Later that day, as I watch him standing in front of Moby for a photograph, the whale boat seems as much a work of art as the simple “marketing idea” McClean says it is. It’s mythic dimension resonates with so much of his own life. Pioneering psychologist Carl Jung saw the story of Jonah and the whale as an archetypal legend, with the story of an individual being swallowed up by some creature and then spat out recurring in cultures and religions all around the world—whether a whale or a dragon or a wolf. He called it the “Myth of the Night Sea Journey,” with the hero undergoing a descent into darkness or temporary death. When he emerges alive after this encounter with the raw power of nature he’s transformed, he has a wholeness he lacked before.

Whales have a powerful hold on the human imagination. You only have to think of the huge crowds drawn to the riverside in England when one was stranded in the Thames in 2006, or the reach of Herman Melville’s Moby Dick.

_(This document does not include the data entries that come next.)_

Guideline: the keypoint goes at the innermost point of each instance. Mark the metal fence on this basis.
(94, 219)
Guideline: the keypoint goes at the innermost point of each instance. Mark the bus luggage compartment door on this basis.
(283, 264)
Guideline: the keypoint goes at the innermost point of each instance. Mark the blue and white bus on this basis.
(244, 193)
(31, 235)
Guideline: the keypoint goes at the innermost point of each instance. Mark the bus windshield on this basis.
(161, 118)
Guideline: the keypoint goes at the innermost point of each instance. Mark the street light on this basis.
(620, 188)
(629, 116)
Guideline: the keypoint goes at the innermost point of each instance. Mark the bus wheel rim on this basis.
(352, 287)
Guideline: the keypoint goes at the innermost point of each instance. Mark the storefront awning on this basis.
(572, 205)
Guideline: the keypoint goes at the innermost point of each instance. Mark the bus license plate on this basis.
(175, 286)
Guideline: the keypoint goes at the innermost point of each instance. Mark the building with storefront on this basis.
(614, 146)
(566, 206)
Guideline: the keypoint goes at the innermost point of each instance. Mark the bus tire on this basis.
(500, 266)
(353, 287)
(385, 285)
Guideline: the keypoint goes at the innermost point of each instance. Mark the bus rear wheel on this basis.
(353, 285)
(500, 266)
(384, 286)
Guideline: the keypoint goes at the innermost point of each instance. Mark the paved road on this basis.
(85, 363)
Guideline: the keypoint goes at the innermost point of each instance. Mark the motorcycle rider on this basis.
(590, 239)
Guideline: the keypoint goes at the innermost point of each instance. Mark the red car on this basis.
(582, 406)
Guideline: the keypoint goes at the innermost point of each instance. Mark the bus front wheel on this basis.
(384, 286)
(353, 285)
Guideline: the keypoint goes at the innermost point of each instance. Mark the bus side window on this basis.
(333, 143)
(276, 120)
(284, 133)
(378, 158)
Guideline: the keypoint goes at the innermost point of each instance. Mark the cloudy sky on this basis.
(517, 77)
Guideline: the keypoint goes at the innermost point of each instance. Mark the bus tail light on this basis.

It makes it a potent image for McClean’s environmental campaign. But it’s also an allegorical representation of his own life—the orphan-boy spewed up by the Atlantic onto an Irish beach. A boy who underwent, in Jung’s phrase, “The perilous adventure of the night sea journey, whose end and aim is the restoration of life, resurrection, and the triumph over death.” Whether or not it’s a symbol of McClean’s own journey, Moby is his monument to the spirit of adventure itself.

McClean would, of course, downplay such high-flown talk. In a couple of weeks, he’s going on a camping trip with his two grown-up sons, crawling round the Peak District for three days in whatever wet and cold an English winter can throw at them: “It’s still in me to be basic and simple and straightforward,” he says. “I enjoy the simplicity of it all. Nothing grand. I’ll be happy. They’ll bugger off up the hill and put Radio 4 on and leave me alone, and I’ll have a kip for three hours. And they say, ‘Well what a boring fucking thing to do, just lay there and kip.’ But I feel quite smug. I don’t know. It’s just nice.”